Applied only in the conditions of a specialized department with the availability of equipment for artificial ventilation and personnel who own this technique, and against a background of general anesthesia. To prevent pronounced bradycardia, increase of bronchial secretion and other effects associated with m-cholinostimulating action, it is recommended to enter, before the administration of suxamethonium iodide atropine. Patients with renal insufficiency (without signs of hyperkalemia and neuropathy) are injected once in medium doses, but do not use for multiple administrations or at elevated doses because of the risk of developing hyperkalemia.
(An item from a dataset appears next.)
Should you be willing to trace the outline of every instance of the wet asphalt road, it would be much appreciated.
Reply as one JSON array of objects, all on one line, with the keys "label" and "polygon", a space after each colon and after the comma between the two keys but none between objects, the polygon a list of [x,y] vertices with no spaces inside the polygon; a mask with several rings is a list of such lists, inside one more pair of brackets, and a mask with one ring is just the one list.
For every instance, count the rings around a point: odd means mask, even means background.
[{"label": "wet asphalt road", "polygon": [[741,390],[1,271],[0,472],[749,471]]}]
Prolonged muscle relaxation with possible apnea can be caused by several reasons: "atypical" cholinesterase of blood serum, hereditary deficiency of serum cholinesterase or temporary decrease in its concentration in case of severe liver disease, severe anemia, after prolonged fasting, with cachexia, dehydration, fever, after acute poisoning or chronic effects of insecticides - cholinesterase inhibitors (if ingested) or an-tiloline-esterase drugs (neostigmine methylsulfate, fizostig-mines, distigmine bromide, ecotiopathic iodide), simultaneous administration of drugs competing with suxamethonium iodide for cholinesterase (for example, procaine intravenously).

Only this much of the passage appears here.